I climbed to the loft up under the eaves, beneath the roof thatch. The air there was humid, heavily spiced by sex and liquor and sweat. The smell wrapped around me, brushing obscenely over my skin as I crept up the ladder. Yeshi snored on the bed, his nakedness a sallow stain across the broken-backed mattress.

I found coin in a pocket of his trousers, three copper pieces only--not enough, of themselves. I needed the dragon pearl. Did it even exist anymore, or had Yeshi squandered it away? I searched the room, sent fingers questing through clothing and into crannies. Nothing. Finally I turned to the bed.

The dragon pearl hung in a small cloth satchel on a cord around Yeshi’s neck. I gasped when I saw how small the satchel was, how loose the cloth folds hung. Why, the dragon pearl could be no bigger than an acorn! It would be gone in days, and my chance for freedom with it, if I didn’t act now.

Carefuly, carefully, I lifted the satchel from his chest, worked at its puckered mouth to free the pearl, but the cord was knotted there, and my efforts only tightened the knot.

Yeshi’s own knife freed the prize from around his neck. He stirred and mumbled as the satchel came free with one last tugging slice and I froze, my breath trickling slow and silent over my lips until he was lost in sleep again. Then I stepped back and yanked the satchel open; the dragon pearl tumbled onto my palm and I curled my fingers around it.

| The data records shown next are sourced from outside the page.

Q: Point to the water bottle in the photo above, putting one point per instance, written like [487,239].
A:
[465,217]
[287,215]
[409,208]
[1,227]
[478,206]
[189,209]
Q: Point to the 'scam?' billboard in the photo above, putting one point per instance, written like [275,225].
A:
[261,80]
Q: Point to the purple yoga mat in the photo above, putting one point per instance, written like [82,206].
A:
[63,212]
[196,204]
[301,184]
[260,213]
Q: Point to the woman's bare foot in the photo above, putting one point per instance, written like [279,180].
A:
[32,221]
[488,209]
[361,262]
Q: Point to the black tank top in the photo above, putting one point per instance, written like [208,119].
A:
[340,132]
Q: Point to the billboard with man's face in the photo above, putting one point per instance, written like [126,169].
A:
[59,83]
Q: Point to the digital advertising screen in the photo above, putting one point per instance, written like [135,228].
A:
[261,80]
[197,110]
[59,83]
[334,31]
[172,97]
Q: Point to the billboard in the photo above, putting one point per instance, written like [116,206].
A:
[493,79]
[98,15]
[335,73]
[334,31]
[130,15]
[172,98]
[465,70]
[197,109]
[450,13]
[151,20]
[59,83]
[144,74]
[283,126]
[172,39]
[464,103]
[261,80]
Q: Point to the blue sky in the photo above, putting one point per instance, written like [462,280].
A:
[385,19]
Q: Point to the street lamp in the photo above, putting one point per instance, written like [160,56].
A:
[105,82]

"You thieving bitch!" Yeshi’s eyes flew open, glittering with rage and avarice in the lamplight. He sprang from the bed, caught my wrist as I swept the knife toward him. He grappled for my other hand, and the dragon pearl.

He bellowed a constant, incoherent stream of curses. When the knife clattered to the floor he kept my wrist trapped and pummeled me with his other fist. I sobbed and sank to the floor under his onslaught, still clutching the dragon pearl, my one last hope for elsewhere.

"Give it to me, you worthless lump!" he shouted, kicking me now so that I huddled in a bruised, broken ball on the rough planking of the floor. "Give it back or I swear to God, I’ll kill you!"

And I heard the cold scrape of steel as his fingers found his knife and pulled it across the floor toward him.

One way or another, dead or alive, I am leaving this place tonight, I thought, and brought my own fist to my lips. I tasted blood as the dragon pearl slid into my mouth.

"Swallow that, and I’ll gut you from crotch to gullet; mark my word, Niera!" Yeshi growled when he saw what I’d done.

I didn’t care anymore what he did to me; he’d wounded my soul near to death already, and if my death could wound him back, I’d embrace it. I looked him square in the eye and swallowed the dragon pearl.

He didn’t slice me open. He lay into me with fists and feet, and I groaned and wept and trembled and jerked under the blows like a ragdoll, but I noted the wailing pain as I’d notice the soft brush of an insect’s legs over my skin. I could feel the dragon pearl inside me, and all around it grew a great fire, woven through with passions and emotions I had never known before. I opened my eyes and saw Yeshi, and the loft, and the world with a glowing clarity unfamiliar to me until now. I smelled my blood, and I smelled Yeshi, and the odors sang to me, beckoned to my empty belly. Power sang inside me, calling to my soul.

I opened my mouth and roared.

Yeshi fell back, his narrow face contorted in terror. I rose, up, up, above him until I could feel the dry thatch scratching the tough hide of my neck. And then I dropped toward him. Yeshi shrieked as my talons drew ragged red lines across his chest, ribboning the flesh there to tatters.

When he lay still I pushed through the moldering thatch and spread my wings. The world rolled away below me, beckoning. With one booming downsweep of my wings I lifted from the ashes of my old life and rose to meet the new one.